La peonia
C’era chi proteggeva il vento, chi la pioggia, chi la luce del mattino.
Alla peonia, però, non era stato assegnato nulla.
Passavano le stagioni e lei cresceva senza sapere cosa proteggere.
Gli altri fiori svolgevano il loro compito, mentre lei restava lì, piena e silenziosa, come in attesa.
Un giorno di primavera, una lunga pioggia cadde sui campi, più intensa del solito.
Quando cessò, nell’aria rimase una sensazione strana, difficile da spiegare:
non era tristezza, ma nemmeno gioia.
Era tutto ciò che gli uomini non avevano detto. Erano le parole rimaste sospese, gli
abbracci non dati, gli addii trattenuti.
Nessun fiore voleva accoglierli.
Erano troppo fragili, troppo ingombranti.

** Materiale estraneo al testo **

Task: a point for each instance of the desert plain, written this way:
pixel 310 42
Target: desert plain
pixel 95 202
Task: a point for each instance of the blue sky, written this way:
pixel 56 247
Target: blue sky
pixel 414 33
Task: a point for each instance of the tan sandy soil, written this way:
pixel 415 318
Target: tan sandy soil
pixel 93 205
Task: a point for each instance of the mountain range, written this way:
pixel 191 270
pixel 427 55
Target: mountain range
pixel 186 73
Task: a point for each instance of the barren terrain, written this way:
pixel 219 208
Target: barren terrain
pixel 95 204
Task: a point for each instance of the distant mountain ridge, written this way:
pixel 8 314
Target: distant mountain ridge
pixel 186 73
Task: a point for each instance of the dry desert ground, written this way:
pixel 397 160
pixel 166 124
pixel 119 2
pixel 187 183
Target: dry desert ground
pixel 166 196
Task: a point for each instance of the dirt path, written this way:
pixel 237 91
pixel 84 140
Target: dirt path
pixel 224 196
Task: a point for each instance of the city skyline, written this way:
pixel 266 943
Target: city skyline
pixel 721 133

La peonia allora si aprì, proprio per raccogliere.
Uno ad uno, quei frammenti invisibili trovarono spazio tra i suoi petali.
E più li accoglieva, più il fiore diventava grande, fitto, quasi traboccante.
Quando il sole tornò, nessuno si accorse di ciò che era successo, ma la peonia era cambiata.
Non era più un fiore qualunque.
Era diventata il luogo dove ciò che non viene detto può restare senza andare perduto.
Per questo i suoi petali sono così numerosi, così raccolti uno dentro l’altro.
Si dice che, se si avvicina il volto a una peonia, tra il suo profumo lieve, si possa sentire qualcosa che somiglia a un ricordo. Non il proprio.
Ma quello di qualcuno che non ha trovato le parole.